Background: Although the FDA approved acetaminophen toxicity dosing regimen for intravenous n-acetylcysteine (NAC) is a three-bag regimen, alternate regimens have been published which are generally simpler, and decrease errors and adverse effects. It is not clear how pervasive alternative regimens are used in hospitals in the US and reasons for a change from the FDA regimen. Objective: Characterize practice patterns for treating acetaminophen toxicity. Methods: A pilot-tested, electronic survey containing demographic and practice pattern questions for acetaminophen toxicity management was sent to residency program directors. The survey was open for 4 weeks with several reminder e-mails sent to non-responders.
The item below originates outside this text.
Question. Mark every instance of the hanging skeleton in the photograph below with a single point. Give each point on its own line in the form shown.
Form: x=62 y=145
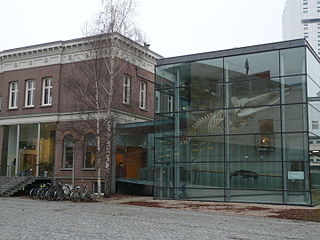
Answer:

Descriptive statistics were used to summarize the data. Results: There were 119 responses (9.2% response rate). Responses were representative of all geographic areas in the US and were most commonly from community hospitals (67.2%) and those with 300 or more beds (72.2%). Nearly two-thirds used the FDA approved NAC regimen, whereas others used an alternate regimen. Reasons for making the change were for simplicity, to decrease errors or adverse events, or based on local poison center recommendations. More than one-third of respondents reported not using a maximum dosing weight. Conclusions: N-acetylcysteine is usually administered intravenously using the FDA approved regimen for acetaminophen toxicity. The weight for dosing was commonly capped at 100 kg, but some institutions did not use a maximum. Alternative intravenous regimens have been implemented at some institutions with the impetus for change being safety and simplicity.